A general rule for adding indexes would be if you need to find data in the table using a particular field, or set of fields. This leads on to how many indexes are too many, generally the more indexes you have the slower inserts and updates will be as they also have to modify the indexes but it all depends on how you use your data. If you need fast inserts then don't use too many. In reporting "read only" type data stores you can have a number of them to make all your lookups faster.
Unfortunately there is no one rule to guide you on the number or type of indexes to use, although the query optimiser of your chosen DB can give hints based on the queries you are executing.

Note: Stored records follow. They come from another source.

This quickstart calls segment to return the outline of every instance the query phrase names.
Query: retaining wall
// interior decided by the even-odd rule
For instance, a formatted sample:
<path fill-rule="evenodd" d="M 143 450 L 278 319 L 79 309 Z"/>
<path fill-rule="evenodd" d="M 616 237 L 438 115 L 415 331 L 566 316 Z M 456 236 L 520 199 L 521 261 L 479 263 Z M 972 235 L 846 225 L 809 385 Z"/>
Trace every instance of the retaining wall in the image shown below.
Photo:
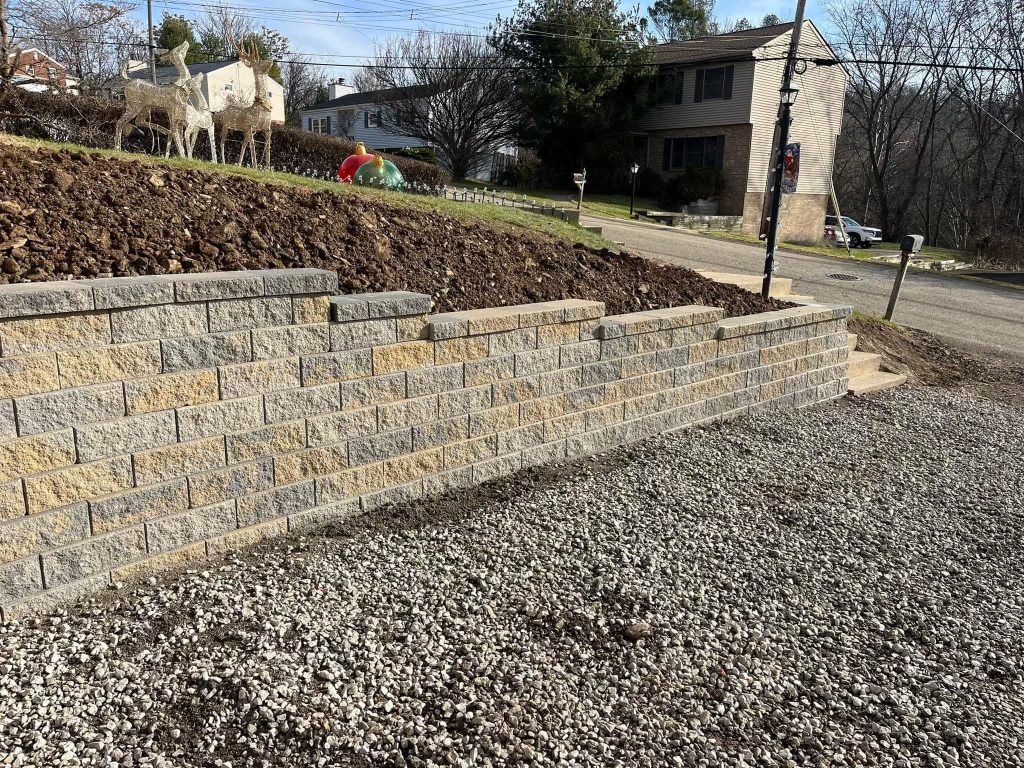
<path fill-rule="evenodd" d="M 388 502 L 846 389 L 846 308 L 428 315 L 319 270 L 0 288 L 11 619 Z"/>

As to clustered indexes they are the Ace card you only get to use once, so choose carefully. It's worth calculating the selectivity of the field you are thinking of putting it on as it can be wasted to put it on something like a boolean field (contrived example) as the selectivity of the data is very low.
This is really a very involved question, though a good starting place would be to index any column that you will filter results on. ie. If you often break products into groups by sale price, index the sale_price column of the products table to improve scan times for that query, etc.
If you are querying based on the value in a column, you probably want to index that column.
i.e.
SELECT a,b,c FROM MyTable WHERE x = 1
You would want an index on X.
Generally, I add indexes for columns which are frequently queried, and I add compound indexes when I'm querying on more than one column.
Indexes won't hurt the performance of a SELECT, but they may slow down INSERTS (or UPDATES) if you have too many indexes columns per table.
As a rule of thumb - start off by adding indexes when you find yourself saying WHERE a = 123 (in this case, an index for "a").
You should use an index on columns that you use for selection and ordering - i.e. the WHERE and ORDER BY clauses.
Indexes can slow down select statements if there are many of them and you are using WHERE and ORDER BY on columns that have not been indexed.
As for size of table - several thousands rows and upwards would start showing real benefits to index usage.
Having said that, there are automated tools to do this, and SQL server has an Database Tuning Advisor that will help with this.